The rise of the Canadian dollar is not a one off event. It has been rising from a low of 1.62 to $1 US to recently achieving parity. Part of the rise can be attributed to the weakness of the US dollar. In particular
- US Current Account deficit of over 6% of GDP
- US government deficit of nearly 6%
- Sub prime mortgage woes and corresponding decling in economic confidence.
- See also: Why Dollar has fallen
The Strength of the Canadian Dollar can be also attributed to many other factors:
Why Canadian Dollar has appreciated.
Raw Material prices Strong demand for Canada’s production of natural raw materials like gas, oil, minerals and metals. A lot of this demand has come from the booming Chinese economy, with a seemingly insatiable appetite for raw materials.
- Current account surplus. Canada has currently a current account surplus of 1.9%. This is partly due to the strong demand for raw materials.
- Low Inflation. Inflation is currently 2.2%. It is forecast to fall to 1.8% in the next year.
- Prospects for Canadian Dollar
The dollar is likely to fall slightly. This is because:
- Price of Raw materials are likely to decrease following slow down in global economic growth.
- Decrease in Exports as Canadian exporters struggle to deal with the appreciation of the currency.

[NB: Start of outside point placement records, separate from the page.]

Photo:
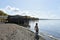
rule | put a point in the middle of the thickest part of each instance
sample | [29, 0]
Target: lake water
[51, 27]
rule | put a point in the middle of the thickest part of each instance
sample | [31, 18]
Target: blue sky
[36, 8]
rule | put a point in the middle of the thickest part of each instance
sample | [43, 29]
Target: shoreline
[16, 32]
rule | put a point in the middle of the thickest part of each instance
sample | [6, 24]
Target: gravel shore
[16, 32]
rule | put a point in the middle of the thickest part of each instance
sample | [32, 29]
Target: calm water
[51, 27]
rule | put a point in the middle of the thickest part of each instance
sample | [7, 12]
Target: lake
[51, 27]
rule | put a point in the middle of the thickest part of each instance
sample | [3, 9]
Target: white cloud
[40, 14]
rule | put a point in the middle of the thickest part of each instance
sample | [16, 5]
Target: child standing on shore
[36, 31]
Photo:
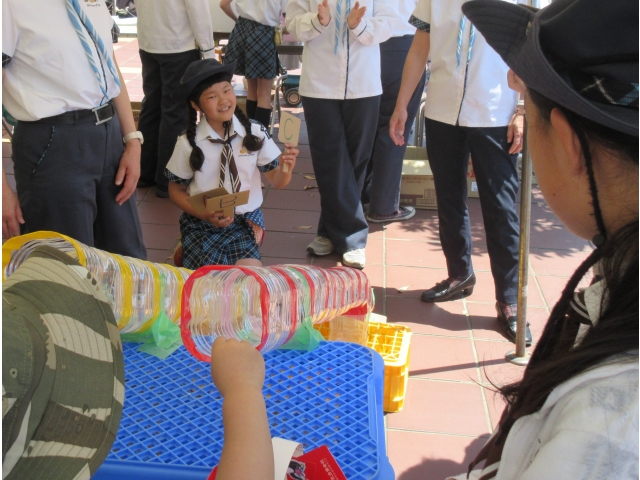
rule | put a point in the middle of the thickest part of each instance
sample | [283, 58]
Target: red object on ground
[318, 464]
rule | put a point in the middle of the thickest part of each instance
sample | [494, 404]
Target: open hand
[355, 15]
[397, 124]
[324, 14]
[217, 219]
[236, 366]
[128, 171]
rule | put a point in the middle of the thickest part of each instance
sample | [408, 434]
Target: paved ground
[457, 350]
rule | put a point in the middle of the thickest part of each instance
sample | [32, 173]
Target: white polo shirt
[266, 12]
[174, 26]
[471, 93]
[208, 177]
[47, 71]
[401, 26]
[342, 64]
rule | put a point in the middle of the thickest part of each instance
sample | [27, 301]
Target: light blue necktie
[472, 38]
[79, 18]
[341, 27]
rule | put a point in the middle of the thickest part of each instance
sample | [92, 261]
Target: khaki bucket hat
[62, 371]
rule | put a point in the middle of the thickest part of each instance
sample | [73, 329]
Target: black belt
[97, 115]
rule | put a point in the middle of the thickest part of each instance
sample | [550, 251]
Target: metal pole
[520, 356]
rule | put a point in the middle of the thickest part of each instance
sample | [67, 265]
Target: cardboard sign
[218, 199]
[289, 132]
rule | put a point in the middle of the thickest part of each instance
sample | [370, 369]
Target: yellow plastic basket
[393, 343]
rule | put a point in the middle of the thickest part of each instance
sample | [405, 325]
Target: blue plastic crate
[172, 425]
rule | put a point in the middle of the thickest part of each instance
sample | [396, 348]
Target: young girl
[340, 88]
[574, 415]
[228, 150]
[252, 47]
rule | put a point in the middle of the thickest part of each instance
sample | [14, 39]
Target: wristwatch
[131, 135]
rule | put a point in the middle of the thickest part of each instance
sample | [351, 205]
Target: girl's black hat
[582, 54]
[199, 71]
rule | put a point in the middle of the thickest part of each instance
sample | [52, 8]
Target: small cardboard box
[472, 185]
[417, 188]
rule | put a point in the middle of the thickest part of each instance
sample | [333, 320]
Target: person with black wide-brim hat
[224, 150]
[575, 412]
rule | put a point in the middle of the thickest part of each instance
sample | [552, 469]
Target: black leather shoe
[450, 289]
[507, 317]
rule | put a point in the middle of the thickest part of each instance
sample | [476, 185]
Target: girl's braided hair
[556, 360]
[251, 142]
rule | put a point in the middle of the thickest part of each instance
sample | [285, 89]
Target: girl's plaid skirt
[252, 46]
[204, 244]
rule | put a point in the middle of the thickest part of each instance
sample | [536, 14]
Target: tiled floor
[457, 352]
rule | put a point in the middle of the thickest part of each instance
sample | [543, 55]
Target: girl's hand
[236, 366]
[356, 15]
[217, 219]
[324, 14]
[289, 157]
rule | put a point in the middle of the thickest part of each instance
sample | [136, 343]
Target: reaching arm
[200, 19]
[237, 370]
[373, 29]
[306, 24]
[414, 67]
[129, 169]
[278, 178]
[225, 6]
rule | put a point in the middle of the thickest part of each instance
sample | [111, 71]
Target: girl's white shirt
[208, 177]
[341, 64]
[587, 428]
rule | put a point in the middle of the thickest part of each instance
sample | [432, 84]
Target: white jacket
[337, 62]
[586, 430]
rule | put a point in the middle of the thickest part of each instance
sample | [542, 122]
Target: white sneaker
[354, 258]
[320, 246]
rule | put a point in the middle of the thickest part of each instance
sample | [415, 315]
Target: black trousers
[384, 171]
[162, 119]
[65, 177]
[341, 134]
[448, 148]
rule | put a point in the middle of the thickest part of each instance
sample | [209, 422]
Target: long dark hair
[251, 142]
[556, 359]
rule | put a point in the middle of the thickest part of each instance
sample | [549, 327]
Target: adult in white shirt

- Current Account Balance is likely to deteriorate. Some forecasts suggest it will fall into deficit by 2009
Despite these factors dragging down the dollar. Economic fundamentals suggest that the Canadian dollar. In particular, a remarkable feature of the Canadian economy is that the government have managed to maintain a balanced budget for the past several years. This places the economy in a strong position to deal with any economic downturn.